Rymkiewicz też czyta fora ?

edytowano March 2015 w Forum ogólne
Taki to wywiad z nim (skrót mocny):

http://natemat.pl/64265,jaroslaw-marek-rymkiewicz-jesli-pis-uzyska-75-proc-kaczynskiego-sprobuja-zabic

Mnie zainteresował ten kawałek:

"Rymkiewicz komentuje też aktualną sytuację polityczną. Chciałby, by Jarosław Kaczyński wygrał wybory, ale niezbyt wysoko. "Mam nadzieję, że wygra ostrożnie, skromnie, z rozwagą: uzyska trzydzieści kilka do czterdziestu procent i nie będzie rządził. PiS będzie jeszcze silniejszą niż dotychczas opozycją – to będzie bardzo korzystne dla sprawy narodowej. Ale jeśli w wyborach partia Jarosława Kaczyńskiego uzyska 51 proc. głosów – o to już będzie niedobrze. Zacznie się wściekła nagonka tutejszych wewnętrznych Moskali"."

Mam cały czas klasyczny dylemat, czy to świat oszalał, czy może ja już totalnie odleciałem, no i po tych słowach Rymkiewicza trochę się uspokoiłem ...

JORGE>
«1

Komentarz

  • A co? Kolega jako jedyny ma wyłączność na myślozbodnie? Hę?
  • A ja się z Rymonem nie zgadzam. I bardzo to dobrze robi mi na poczucie tożsamości - jak się z kimś za bardzo zgadzam, to tracę pewność kim jestem.
  • 'Folie a deux' to nadal jest obłęd, hehe ;)

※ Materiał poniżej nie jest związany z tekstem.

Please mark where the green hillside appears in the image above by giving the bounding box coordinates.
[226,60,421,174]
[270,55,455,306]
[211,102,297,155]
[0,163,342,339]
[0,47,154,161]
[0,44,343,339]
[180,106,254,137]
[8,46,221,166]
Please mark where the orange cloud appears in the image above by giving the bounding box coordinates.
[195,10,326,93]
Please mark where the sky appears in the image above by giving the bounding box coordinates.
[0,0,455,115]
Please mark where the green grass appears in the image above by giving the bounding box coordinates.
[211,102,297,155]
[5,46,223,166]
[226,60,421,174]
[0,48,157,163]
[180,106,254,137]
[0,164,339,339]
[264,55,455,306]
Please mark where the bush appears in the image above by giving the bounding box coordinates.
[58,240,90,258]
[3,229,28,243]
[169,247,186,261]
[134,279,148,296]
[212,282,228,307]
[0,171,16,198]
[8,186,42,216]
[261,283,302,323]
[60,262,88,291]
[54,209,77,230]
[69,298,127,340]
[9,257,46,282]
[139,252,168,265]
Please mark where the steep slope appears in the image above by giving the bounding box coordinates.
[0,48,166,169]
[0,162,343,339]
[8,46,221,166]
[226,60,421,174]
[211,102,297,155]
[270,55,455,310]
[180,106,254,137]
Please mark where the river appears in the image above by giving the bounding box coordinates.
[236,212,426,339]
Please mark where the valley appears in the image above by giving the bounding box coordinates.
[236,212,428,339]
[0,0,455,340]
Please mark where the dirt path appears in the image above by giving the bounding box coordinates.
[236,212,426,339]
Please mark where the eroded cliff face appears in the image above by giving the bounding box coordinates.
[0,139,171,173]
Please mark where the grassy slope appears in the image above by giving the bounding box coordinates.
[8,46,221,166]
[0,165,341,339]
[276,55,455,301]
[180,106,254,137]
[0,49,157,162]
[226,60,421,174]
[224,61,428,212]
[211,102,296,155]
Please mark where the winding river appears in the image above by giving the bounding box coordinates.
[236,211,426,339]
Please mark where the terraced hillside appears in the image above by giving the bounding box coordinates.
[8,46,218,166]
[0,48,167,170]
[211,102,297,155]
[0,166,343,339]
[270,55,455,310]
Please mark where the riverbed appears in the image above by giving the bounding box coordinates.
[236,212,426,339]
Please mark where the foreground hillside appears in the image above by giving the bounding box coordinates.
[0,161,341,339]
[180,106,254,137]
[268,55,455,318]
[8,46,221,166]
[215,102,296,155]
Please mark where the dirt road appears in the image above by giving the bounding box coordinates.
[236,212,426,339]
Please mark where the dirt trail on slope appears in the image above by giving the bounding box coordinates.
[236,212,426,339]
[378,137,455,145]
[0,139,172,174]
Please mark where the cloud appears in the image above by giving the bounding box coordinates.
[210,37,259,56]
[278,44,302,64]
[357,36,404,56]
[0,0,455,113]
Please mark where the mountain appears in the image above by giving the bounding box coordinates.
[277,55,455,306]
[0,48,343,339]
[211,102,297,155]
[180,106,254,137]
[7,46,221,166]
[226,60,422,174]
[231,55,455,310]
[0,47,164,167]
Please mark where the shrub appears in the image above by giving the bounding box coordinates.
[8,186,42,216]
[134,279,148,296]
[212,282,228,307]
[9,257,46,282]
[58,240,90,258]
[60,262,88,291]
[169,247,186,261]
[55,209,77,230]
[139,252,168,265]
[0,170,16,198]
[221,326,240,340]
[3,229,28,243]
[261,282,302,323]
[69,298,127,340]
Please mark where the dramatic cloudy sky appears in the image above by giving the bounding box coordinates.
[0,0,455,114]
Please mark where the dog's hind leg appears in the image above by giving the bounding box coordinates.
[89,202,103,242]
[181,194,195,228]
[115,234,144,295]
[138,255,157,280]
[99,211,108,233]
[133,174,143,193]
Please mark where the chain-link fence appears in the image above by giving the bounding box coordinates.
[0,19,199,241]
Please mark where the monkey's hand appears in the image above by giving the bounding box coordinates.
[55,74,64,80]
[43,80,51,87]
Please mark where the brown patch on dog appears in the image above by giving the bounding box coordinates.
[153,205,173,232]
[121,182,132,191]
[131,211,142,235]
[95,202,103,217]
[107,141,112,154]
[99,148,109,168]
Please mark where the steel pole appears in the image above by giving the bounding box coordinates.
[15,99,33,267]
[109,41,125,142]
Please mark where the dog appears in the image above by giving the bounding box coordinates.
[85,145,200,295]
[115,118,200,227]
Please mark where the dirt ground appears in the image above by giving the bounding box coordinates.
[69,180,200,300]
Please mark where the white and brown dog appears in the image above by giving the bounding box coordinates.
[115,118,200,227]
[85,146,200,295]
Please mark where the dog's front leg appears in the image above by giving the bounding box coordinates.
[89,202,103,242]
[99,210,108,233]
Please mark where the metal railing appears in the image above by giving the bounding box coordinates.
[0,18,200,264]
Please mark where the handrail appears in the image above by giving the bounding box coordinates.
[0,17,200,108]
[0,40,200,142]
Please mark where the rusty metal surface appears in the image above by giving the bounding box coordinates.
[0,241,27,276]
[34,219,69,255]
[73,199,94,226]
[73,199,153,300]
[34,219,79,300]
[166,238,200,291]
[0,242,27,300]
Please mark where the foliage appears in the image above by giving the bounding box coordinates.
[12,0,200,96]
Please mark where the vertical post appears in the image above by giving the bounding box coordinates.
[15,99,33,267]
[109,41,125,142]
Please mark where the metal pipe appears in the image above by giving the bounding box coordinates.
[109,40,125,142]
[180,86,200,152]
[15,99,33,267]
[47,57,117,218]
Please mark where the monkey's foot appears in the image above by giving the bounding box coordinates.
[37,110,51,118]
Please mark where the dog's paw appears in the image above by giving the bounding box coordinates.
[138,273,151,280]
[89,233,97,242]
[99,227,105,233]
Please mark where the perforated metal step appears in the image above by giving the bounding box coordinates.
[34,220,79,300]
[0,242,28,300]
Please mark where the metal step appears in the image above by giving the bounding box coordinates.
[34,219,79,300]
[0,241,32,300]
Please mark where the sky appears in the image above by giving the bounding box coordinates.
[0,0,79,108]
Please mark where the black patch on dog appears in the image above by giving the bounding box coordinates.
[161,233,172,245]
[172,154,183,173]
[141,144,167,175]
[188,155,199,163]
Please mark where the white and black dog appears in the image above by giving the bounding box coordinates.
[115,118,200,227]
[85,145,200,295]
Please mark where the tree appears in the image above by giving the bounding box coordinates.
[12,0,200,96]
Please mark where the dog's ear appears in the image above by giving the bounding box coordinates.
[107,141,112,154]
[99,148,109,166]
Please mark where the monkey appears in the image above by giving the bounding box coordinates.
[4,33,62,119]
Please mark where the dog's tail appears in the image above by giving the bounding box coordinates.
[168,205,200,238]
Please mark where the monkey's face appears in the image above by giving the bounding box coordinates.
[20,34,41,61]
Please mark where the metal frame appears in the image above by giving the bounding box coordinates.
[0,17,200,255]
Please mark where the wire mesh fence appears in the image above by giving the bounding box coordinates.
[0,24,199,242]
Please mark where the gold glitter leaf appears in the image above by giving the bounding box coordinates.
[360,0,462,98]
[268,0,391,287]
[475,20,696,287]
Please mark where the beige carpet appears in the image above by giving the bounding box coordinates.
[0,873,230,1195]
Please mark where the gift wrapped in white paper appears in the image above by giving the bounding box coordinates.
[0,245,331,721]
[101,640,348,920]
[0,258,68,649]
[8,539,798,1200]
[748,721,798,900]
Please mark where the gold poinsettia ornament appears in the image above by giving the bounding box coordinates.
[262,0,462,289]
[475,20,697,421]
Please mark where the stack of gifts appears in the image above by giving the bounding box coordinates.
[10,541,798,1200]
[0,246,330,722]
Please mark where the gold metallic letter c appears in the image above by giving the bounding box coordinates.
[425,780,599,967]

    A serio - też się nie zgadzam.
  • fatuswombatus napisal(a):
    A co? Kolega jako jedyny ma wyłączność na myślozbodnie? Hę?
    No, raczej nawet tutaj w materii - oby PiS nie rządził (teraz) - jestem raczej sam. Co mnie mocno zaniepokoiło (w kontekście czy aż tak przeginam ?).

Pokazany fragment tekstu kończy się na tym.